Börsenbericht manipuliert
Ein 53-jähriger Kunde übergab daraufhin 150.000 Euro an den Oststeirer. Das Geld wurde aber nicht dem Anlageunternehmen übermittelt, sondern vertragswidrig vom Finanzdienstleister selbst verwaltet und angelegt. Um seinen Klienten in Sicherheit zu wiegen, verfasste er sogar einen manipulierten Börsenbericht des Anlageunternehmens.
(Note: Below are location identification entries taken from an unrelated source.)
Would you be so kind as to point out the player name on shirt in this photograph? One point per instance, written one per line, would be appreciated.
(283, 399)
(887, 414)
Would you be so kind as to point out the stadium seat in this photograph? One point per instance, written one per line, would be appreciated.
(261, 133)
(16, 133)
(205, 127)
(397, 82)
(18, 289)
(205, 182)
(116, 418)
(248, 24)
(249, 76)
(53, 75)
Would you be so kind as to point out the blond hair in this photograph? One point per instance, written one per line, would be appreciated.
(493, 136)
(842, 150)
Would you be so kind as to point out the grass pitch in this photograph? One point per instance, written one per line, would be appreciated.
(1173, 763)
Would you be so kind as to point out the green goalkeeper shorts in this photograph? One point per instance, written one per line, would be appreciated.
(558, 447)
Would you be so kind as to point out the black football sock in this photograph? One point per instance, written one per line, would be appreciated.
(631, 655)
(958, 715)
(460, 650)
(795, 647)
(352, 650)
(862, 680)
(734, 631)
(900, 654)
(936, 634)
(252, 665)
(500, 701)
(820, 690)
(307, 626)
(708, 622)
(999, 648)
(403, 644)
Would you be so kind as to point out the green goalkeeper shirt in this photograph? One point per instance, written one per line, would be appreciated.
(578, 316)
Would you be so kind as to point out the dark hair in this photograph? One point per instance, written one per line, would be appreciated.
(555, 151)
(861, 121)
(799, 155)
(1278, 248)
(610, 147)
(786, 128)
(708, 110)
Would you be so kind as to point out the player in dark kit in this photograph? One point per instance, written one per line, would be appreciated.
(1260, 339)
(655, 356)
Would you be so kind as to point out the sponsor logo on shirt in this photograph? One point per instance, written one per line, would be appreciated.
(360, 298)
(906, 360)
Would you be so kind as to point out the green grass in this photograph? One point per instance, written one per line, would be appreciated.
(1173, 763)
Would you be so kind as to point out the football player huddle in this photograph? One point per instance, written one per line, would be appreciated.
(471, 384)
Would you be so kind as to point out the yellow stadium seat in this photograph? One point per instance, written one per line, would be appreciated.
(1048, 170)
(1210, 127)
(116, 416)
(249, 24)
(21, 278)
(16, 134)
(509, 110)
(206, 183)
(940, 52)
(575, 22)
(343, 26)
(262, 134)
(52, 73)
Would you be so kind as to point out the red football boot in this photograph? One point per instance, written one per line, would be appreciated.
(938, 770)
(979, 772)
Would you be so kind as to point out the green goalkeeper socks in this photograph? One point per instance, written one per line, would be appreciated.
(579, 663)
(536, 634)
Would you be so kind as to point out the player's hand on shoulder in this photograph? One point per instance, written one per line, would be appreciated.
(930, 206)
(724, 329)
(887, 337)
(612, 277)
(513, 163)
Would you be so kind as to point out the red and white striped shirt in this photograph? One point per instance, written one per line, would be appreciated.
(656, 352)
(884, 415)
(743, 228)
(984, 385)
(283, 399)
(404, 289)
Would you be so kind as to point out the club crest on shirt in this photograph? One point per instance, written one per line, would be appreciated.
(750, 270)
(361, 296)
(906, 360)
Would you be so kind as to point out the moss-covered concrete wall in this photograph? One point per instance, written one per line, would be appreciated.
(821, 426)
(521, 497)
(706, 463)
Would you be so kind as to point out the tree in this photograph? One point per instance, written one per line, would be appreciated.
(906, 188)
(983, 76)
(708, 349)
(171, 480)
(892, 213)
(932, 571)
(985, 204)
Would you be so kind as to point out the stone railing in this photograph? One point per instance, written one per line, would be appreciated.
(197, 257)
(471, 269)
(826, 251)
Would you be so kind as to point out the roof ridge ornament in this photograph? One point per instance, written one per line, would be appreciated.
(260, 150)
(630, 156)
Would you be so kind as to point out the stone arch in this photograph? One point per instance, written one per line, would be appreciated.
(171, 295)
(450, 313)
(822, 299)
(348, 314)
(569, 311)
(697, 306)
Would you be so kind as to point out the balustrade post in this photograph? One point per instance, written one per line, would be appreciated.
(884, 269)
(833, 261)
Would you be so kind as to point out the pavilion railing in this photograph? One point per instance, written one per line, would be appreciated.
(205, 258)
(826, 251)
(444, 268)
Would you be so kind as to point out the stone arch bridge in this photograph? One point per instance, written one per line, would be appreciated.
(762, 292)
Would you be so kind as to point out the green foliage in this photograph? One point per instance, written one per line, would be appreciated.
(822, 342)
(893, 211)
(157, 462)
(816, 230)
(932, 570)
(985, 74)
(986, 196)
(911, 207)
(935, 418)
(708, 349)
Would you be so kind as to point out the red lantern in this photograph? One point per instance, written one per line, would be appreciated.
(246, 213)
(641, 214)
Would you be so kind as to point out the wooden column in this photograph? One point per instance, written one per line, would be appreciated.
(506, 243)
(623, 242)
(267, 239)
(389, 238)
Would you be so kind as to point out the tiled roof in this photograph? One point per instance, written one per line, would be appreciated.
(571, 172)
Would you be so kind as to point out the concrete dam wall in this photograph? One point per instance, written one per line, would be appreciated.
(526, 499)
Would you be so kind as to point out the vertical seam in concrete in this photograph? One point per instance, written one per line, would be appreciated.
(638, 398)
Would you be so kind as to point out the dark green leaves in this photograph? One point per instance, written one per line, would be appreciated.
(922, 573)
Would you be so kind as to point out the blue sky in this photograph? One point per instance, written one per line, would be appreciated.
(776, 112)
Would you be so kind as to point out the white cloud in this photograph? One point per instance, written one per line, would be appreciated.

In der Zwischenzeit ließ der Kunde eine Überprüfung der Veranlagung durch einen anderen Finanzdienstleister durchführen. Der Betrug flog auf, der Kunde forderte das Geld sofort zurück. Das Anlageunternehmen leitete sofort eine Überprüfung bei der Finanzmarktaufsicht ein, die Anzeige bei der Staatsanwaltschaft Graz erstattete.
Noch keine weiteren Anzeigen eingegangen
Noch ehe Beamte des Landeskriminalamtes Steiermark die Ermittlungen einleiteten, erstattete der Finanzdienstleister dem 53-Jährige die Einzahlung samt der vereinbarten Rendite zurück. Weitere Betrugshandlungen seien bisher noch nicht angezeigt worden, so der Ermittlungsbereich Betrug des LKA.